Binnen de ethiek valt JS Mill's denkwijze binnen het utilitarisme. De (of in ieder geval één van de) oervader(en) is Jeremy Bentham. Deze beste man heeft ons molenvriendje flink beïnvloed.
Het principe dat hierboven wordt beschreven valt binnen de groep van theorieën die stellen dat er gestreefd moet worden naar zo min mogelijk slechte dingen (Least Harm Principle). Een andere manier om op utilistische wijze naar de wereld te kijken is het Greatest Happiness principle. Mill legt dit principe uit in "what utilitarianism is" (inclusief utilistische calculus).
Het probleem met utilisme is nu precies die calculus. Hoe kan je nu alle mogelijke handelingen gaan doorrekenen op mogelijke positieve en negatieve resultaten? Dit probleem wordt erg groot als je het veel breder bekijkt. Hoewel het kleiner wordt als je met minder factoren rekening gaat houden, begin je op een gegeven punt wel met oogkleppen naar de wereld te kijken. Zeker met de wereldwijde aandacht voor global warming kan je niet om dit punt heen. Je moet kijken naar uitlaatgassen ed. Dat wordt van je verwacht.

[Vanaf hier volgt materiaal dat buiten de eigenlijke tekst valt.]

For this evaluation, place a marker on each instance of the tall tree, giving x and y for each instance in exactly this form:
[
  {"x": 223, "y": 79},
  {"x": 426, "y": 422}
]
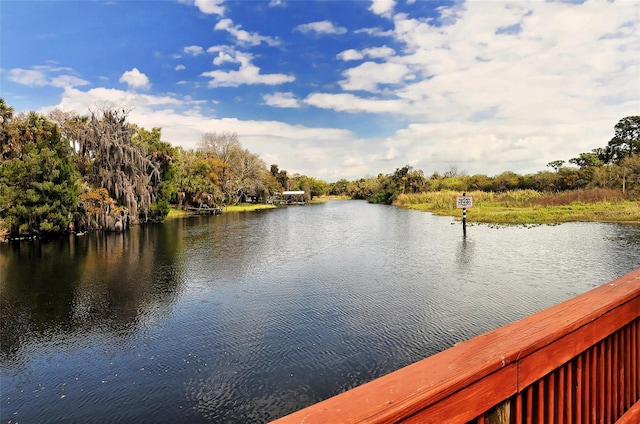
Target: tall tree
[
  {"x": 626, "y": 141},
  {"x": 38, "y": 180},
  {"x": 114, "y": 162}
]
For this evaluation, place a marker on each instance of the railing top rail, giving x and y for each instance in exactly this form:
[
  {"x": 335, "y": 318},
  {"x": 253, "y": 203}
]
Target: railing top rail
[{"x": 411, "y": 389}]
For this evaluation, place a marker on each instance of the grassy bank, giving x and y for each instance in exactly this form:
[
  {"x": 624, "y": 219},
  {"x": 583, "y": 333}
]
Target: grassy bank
[
  {"x": 530, "y": 207},
  {"x": 244, "y": 207}
]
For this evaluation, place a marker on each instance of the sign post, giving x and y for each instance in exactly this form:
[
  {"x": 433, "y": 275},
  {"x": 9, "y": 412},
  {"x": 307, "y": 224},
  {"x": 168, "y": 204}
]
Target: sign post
[{"x": 464, "y": 202}]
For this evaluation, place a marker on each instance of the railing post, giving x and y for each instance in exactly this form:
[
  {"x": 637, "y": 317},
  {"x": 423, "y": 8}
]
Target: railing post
[{"x": 499, "y": 414}]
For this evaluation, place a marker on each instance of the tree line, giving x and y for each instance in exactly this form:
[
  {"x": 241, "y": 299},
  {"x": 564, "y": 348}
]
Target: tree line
[
  {"x": 70, "y": 172},
  {"x": 616, "y": 165}
]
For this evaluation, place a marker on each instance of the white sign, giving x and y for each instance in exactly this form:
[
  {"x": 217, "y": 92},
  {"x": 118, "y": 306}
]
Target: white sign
[{"x": 464, "y": 202}]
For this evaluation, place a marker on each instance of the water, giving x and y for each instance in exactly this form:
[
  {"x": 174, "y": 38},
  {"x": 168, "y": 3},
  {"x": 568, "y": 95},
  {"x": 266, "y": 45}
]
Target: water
[{"x": 247, "y": 317}]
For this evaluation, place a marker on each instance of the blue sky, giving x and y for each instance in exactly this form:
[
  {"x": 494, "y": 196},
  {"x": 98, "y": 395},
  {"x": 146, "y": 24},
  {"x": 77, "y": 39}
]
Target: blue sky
[{"x": 340, "y": 89}]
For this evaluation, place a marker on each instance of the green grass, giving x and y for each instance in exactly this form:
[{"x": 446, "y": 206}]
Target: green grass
[
  {"x": 530, "y": 207},
  {"x": 246, "y": 207}
]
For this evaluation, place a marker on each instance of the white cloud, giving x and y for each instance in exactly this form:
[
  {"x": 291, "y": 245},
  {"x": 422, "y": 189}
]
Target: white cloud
[
  {"x": 28, "y": 77},
  {"x": 210, "y": 7},
  {"x": 372, "y": 52},
  {"x": 244, "y": 37},
  {"x": 194, "y": 50},
  {"x": 351, "y": 54},
  {"x": 369, "y": 75},
  {"x": 135, "y": 79},
  {"x": 45, "y": 75},
  {"x": 284, "y": 100},
  {"x": 322, "y": 27},
  {"x": 344, "y": 102},
  {"x": 382, "y": 7},
  {"x": 247, "y": 74}
]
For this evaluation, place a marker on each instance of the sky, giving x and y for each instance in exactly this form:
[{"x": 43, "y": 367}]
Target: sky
[{"x": 339, "y": 89}]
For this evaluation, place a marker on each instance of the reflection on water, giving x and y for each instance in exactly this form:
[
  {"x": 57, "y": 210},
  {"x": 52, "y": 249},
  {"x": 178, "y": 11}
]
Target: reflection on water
[{"x": 247, "y": 317}]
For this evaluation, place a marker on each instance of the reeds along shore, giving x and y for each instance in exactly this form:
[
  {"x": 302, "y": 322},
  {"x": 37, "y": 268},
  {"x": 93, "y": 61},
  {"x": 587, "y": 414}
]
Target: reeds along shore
[{"x": 530, "y": 206}]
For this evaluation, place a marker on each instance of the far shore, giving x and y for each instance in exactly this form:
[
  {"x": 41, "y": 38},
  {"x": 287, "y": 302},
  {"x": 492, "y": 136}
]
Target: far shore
[
  {"x": 526, "y": 207},
  {"x": 520, "y": 207}
]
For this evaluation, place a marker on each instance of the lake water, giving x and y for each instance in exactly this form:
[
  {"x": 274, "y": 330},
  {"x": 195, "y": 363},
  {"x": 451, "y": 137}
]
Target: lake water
[{"x": 243, "y": 318}]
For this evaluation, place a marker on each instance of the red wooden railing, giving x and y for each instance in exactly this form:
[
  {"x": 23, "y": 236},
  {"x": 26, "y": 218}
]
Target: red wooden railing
[{"x": 576, "y": 362}]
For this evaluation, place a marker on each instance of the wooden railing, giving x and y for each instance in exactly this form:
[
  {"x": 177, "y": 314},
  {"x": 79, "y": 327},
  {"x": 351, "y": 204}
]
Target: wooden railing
[{"x": 576, "y": 362}]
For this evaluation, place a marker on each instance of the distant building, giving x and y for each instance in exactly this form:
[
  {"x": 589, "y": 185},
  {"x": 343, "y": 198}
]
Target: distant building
[{"x": 293, "y": 197}]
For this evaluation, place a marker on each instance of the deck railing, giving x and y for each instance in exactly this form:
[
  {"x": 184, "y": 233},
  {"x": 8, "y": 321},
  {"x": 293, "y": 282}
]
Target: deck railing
[{"x": 576, "y": 362}]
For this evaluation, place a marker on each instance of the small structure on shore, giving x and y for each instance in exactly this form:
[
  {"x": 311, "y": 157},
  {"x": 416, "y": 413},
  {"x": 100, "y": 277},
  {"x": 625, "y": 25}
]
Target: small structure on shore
[
  {"x": 290, "y": 198},
  {"x": 206, "y": 210}
]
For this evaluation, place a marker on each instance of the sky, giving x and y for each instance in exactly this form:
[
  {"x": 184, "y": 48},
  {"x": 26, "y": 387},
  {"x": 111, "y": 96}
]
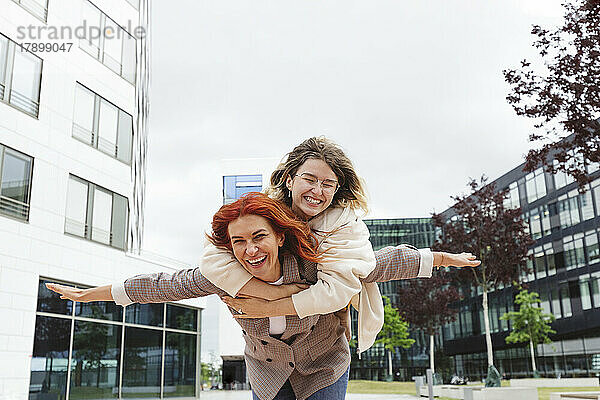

Uiteindelijk zie je gewoon zoveel factoren waar je allemaal rekening mee moet houden en wordt het onmogelijk om een beslissing af te wegen aan de hand van een berekenende afweging.
Ethiek is sowieso een rare discipline. Straks krijg je oa. nog Kant's categorisch imperatief, dat voor sommigen erg lastig te doorgronden is. Rawls' veil of ignorance is wel goed te doen, probeer daar ook eens wat over te lezen.